Since May, Google has been testing out a carpool service using the Waze navigation mobile app for commuters to share rides to work, reports the Wall Street Journal. The system connects Waze riders with drivers heading in the same direction. Waze, which was acquired by Google in 2013, offers a distinct real-time direction service where users can share information with others on traffic conditions, accidents, and police patrol cars.
Google and Waze will be opening up the program to all San Francisco bay area Waze users this fall.
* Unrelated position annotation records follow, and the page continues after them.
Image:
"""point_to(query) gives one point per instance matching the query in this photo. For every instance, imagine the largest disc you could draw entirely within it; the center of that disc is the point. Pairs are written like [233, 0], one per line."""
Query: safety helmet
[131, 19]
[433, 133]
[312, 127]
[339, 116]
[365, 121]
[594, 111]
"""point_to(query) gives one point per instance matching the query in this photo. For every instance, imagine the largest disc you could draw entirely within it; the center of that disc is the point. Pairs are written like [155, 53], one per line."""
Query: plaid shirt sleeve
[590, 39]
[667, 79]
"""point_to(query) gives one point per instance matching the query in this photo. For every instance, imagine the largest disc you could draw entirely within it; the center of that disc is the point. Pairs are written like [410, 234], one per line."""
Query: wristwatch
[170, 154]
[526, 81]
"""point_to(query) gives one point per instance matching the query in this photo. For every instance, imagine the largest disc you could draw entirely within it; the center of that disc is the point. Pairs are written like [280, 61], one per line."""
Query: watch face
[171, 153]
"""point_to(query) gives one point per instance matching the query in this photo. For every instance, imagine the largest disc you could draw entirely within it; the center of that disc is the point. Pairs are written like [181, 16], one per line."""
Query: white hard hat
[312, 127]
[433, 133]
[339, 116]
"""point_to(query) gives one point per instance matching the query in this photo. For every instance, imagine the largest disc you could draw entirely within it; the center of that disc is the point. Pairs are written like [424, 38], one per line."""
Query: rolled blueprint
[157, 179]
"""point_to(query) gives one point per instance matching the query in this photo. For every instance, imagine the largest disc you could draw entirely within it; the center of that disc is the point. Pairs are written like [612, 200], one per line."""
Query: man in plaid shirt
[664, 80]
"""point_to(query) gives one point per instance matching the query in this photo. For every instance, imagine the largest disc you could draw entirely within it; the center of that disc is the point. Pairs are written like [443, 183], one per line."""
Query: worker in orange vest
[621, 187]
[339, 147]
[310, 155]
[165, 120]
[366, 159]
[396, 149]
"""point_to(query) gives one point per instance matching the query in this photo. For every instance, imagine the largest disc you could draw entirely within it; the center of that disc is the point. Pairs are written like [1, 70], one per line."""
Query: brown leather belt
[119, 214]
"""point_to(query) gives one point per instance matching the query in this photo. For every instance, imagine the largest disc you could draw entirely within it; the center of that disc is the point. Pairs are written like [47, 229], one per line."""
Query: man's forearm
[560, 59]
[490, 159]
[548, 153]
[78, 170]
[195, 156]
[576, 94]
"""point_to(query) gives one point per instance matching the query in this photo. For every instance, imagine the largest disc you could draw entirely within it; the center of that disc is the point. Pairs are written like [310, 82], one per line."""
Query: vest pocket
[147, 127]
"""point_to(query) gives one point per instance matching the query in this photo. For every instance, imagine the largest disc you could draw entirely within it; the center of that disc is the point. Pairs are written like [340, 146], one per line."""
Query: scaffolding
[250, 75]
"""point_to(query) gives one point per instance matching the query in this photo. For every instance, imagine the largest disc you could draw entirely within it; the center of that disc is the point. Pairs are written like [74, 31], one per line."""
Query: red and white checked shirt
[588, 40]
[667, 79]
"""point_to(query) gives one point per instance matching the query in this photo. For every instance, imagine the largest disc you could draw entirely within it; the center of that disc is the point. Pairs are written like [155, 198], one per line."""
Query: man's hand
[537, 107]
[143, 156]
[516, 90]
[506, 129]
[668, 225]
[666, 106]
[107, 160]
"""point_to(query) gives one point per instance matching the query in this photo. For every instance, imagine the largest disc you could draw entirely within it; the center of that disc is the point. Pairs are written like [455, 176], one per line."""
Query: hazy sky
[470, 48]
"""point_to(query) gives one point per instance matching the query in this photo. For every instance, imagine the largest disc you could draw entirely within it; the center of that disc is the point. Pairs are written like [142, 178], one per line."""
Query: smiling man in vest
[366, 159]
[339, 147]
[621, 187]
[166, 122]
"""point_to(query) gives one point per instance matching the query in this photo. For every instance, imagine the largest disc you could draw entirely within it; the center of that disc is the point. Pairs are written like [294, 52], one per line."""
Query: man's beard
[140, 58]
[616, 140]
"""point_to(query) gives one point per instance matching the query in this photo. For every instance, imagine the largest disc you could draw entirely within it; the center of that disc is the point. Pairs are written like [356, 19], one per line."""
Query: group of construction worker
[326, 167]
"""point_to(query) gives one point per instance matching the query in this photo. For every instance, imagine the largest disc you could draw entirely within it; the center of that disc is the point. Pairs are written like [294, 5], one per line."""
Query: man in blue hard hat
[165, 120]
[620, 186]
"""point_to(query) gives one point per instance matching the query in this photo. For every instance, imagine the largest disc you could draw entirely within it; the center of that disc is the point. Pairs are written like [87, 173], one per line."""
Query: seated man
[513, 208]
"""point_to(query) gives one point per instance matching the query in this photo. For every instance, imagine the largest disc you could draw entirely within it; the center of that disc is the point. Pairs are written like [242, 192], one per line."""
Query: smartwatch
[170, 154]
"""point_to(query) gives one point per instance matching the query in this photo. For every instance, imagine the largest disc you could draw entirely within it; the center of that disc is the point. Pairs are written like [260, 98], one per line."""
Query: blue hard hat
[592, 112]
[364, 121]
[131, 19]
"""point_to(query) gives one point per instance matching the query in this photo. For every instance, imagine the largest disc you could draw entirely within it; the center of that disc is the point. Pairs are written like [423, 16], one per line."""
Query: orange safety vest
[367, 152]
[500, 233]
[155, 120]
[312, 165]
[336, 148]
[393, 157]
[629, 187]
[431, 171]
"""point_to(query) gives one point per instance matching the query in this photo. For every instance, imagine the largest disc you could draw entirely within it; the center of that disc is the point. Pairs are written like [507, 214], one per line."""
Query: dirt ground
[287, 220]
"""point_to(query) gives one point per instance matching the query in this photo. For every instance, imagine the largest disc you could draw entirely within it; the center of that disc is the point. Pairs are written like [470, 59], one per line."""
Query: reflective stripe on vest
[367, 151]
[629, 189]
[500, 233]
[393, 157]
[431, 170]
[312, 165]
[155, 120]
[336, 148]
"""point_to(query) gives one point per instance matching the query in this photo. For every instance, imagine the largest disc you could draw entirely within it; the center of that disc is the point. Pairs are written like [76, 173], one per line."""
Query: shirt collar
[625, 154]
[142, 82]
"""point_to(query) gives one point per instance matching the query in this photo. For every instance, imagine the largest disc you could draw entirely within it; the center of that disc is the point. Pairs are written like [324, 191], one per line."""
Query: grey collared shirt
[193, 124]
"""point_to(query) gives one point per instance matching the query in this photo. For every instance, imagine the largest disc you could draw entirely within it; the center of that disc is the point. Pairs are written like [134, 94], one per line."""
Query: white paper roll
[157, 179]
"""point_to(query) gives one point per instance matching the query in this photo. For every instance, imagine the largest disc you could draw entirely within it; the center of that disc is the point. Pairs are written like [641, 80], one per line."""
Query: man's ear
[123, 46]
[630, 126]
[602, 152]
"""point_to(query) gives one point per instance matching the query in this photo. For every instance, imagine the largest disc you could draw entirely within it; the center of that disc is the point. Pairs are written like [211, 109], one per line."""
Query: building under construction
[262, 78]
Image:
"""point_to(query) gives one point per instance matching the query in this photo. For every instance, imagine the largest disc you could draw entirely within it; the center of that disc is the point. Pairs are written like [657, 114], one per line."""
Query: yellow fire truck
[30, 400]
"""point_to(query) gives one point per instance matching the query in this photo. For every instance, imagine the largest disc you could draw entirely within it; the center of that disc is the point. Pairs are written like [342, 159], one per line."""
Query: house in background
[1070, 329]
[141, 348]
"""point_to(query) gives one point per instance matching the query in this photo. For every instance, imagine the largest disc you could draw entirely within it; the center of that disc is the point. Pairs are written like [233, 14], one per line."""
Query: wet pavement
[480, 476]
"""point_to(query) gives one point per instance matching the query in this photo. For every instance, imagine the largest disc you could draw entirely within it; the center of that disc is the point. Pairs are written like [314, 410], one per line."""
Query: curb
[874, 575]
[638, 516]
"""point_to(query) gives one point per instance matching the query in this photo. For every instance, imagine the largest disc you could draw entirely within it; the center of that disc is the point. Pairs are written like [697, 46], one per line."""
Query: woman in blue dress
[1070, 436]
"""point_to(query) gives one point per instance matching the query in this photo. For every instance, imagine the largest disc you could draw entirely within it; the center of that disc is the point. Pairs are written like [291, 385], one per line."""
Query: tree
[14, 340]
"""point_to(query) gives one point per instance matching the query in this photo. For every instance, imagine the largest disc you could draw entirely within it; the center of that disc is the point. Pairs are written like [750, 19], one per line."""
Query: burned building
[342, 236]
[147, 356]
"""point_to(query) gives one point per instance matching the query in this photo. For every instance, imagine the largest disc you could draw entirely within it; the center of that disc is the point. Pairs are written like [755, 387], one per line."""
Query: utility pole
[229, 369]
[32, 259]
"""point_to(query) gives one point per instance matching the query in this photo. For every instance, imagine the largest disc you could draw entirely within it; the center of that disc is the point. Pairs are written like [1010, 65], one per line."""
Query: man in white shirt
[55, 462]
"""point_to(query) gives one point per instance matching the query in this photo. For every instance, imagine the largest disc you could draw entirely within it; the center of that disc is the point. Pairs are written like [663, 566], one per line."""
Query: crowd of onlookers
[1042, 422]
During the pilot program, riders have been charged at most 54 cents a mile, which is cheaper than taxi rides or Uber and Lyft rides; for now, Google hasn’t been making any revenue off the service.
So far in the pilot, riders have been about 25,000 San Francisco bay area employees of large companies, including Google, Wal-Mart Stores Inc., and Adobe Systems Inc. Riders have been limited to just two rides a day, providing commutes to and from work.
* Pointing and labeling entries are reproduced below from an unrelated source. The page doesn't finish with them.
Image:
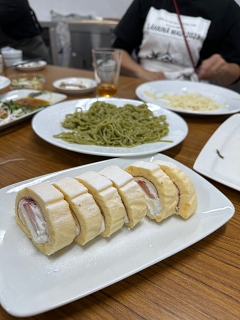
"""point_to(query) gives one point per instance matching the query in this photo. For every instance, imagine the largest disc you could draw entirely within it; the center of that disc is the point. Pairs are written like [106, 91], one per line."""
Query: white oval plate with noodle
[47, 123]
[227, 100]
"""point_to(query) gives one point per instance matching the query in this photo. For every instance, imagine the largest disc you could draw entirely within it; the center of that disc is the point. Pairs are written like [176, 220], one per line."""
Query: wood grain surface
[200, 282]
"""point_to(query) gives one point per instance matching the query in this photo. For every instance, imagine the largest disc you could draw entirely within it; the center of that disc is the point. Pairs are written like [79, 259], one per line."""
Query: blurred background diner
[154, 29]
[20, 29]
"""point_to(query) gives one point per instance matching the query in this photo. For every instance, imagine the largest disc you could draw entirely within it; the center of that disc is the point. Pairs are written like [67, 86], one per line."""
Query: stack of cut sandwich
[100, 203]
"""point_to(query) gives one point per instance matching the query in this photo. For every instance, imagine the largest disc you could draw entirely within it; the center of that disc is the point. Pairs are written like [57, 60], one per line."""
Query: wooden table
[200, 282]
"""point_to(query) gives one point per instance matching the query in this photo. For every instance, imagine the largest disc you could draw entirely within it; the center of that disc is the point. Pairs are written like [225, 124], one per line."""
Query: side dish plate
[32, 283]
[4, 82]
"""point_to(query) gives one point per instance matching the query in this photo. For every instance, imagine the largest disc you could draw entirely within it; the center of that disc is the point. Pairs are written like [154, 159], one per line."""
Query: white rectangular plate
[32, 283]
[152, 91]
[220, 157]
[48, 123]
[52, 97]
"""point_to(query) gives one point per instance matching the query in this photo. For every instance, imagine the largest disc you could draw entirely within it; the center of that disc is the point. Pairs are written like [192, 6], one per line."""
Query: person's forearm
[215, 67]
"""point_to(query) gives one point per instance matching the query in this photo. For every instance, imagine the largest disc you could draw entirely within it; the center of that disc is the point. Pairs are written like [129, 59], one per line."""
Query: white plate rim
[24, 67]
[208, 155]
[4, 82]
[75, 91]
[166, 86]
[178, 127]
[214, 210]
[20, 93]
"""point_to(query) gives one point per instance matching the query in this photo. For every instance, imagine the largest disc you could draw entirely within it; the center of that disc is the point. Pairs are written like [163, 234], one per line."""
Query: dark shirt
[17, 20]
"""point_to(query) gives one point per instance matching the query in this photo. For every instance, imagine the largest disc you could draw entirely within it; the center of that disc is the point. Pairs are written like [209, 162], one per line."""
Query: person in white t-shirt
[151, 28]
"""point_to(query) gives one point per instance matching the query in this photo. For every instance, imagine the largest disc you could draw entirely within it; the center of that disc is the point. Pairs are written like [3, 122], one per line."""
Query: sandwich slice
[130, 192]
[45, 217]
[107, 198]
[187, 196]
[160, 192]
[84, 207]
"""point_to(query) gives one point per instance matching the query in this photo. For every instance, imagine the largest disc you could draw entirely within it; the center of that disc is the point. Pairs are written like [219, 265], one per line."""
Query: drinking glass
[106, 65]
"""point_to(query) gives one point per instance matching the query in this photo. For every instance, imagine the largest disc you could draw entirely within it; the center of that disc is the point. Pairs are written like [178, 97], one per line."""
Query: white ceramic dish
[32, 283]
[152, 92]
[48, 124]
[75, 86]
[4, 82]
[32, 66]
[220, 157]
[52, 97]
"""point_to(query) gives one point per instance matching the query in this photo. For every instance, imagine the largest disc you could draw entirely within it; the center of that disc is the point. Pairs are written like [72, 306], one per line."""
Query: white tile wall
[96, 8]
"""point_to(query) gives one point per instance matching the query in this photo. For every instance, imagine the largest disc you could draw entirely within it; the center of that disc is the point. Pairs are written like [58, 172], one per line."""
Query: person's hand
[214, 67]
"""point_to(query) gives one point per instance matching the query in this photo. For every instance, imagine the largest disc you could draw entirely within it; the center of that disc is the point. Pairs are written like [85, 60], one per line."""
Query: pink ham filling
[31, 212]
[29, 205]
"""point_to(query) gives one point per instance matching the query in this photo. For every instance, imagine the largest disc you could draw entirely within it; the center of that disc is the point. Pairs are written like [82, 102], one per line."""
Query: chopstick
[184, 36]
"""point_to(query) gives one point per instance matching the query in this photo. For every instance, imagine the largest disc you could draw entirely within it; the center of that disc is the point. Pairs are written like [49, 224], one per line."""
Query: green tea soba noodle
[105, 124]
Google and Waze began testing carpooling services last year in Israel, where Waze was founded. The test program took off in user trips, and the Waze ridesharing service has been expanded to all hours in most parts of Israel.
The relationship between Google and Uber has been changing into a more competitive stance. Google invested $258 million in Uber as the technology giant explored mobility services that could fit with its self-driving car project. Google parent-company Alphabet executive David Drummond said Monday that he resigned from Uber’s board because of the increasing competition between the companies, according to the Wall Street Journal. Uber had been using Google’s mapping software for its drivers, but recently began developing its own maps.
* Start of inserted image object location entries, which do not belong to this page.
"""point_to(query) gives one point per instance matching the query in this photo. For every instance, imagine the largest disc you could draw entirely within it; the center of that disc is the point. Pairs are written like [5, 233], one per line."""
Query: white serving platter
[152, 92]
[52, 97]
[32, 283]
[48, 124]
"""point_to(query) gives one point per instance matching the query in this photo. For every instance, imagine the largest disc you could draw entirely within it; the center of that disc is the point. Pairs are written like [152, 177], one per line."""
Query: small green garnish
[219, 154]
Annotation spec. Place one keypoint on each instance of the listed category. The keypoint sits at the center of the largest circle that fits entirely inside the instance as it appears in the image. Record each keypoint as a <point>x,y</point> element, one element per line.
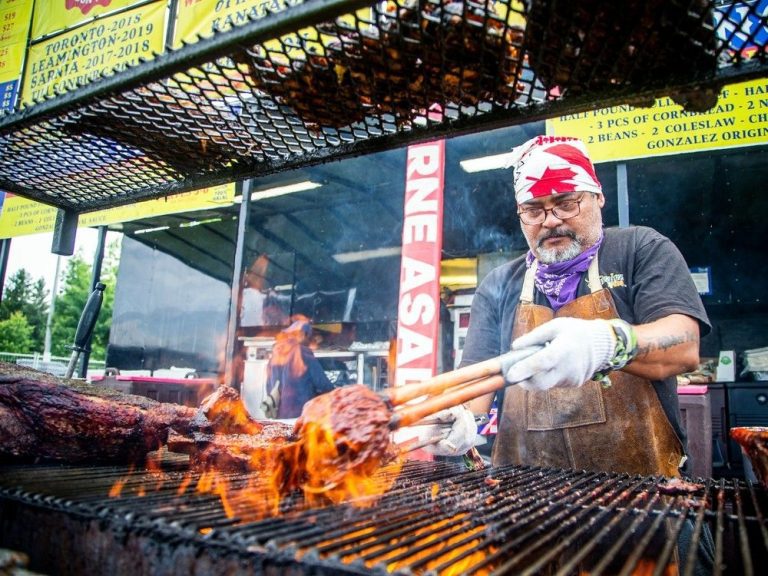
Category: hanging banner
<point>54,15</point>
<point>418,317</point>
<point>201,18</point>
<point>740,118</point>
<point>15,18</point>
<point>97,49</point>
<point>21,216</point>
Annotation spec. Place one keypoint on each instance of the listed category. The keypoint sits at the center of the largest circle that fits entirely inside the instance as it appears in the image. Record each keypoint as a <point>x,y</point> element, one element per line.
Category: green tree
<point>27,297</point>
<point>36,311</point>
<point>16,334</point>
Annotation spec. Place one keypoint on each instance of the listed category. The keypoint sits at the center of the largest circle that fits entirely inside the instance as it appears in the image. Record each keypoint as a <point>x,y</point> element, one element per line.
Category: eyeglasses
<point>562,211</point>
Both Google and Uber have been testing self-driving cars. Google has taken the clear lead since launching the project in 2009 and putting on 1.8 million miles of autonomous car testing. Uber has been testing self-driving cars in Pittsburgh, and recently announced plans to run self-driving taxis in that city. Earlier this month, Uber acquired Ottomotto, a self-driving truck firm that had been founded by ex-Google employees.
Google, like Silicon Valley-neighbor Apple Inc., has been exploring ways to play a leading role in mobility technologies and services of the future. Acquiring Waze and analyzing its user data has been one part of it; Google has also been considering adding a driverless ridesharing service as a business model, according to people familiar with the matter.
Waze drivers won’t be employees, but will be similar to Uber and Lyft where drivers can make income giving rides to passengers using the mobile app. Waze boats having 65 million active users, many of whom share information with others on avoiding traffic accidents and to watch out for police cars and intersection red-light cameras.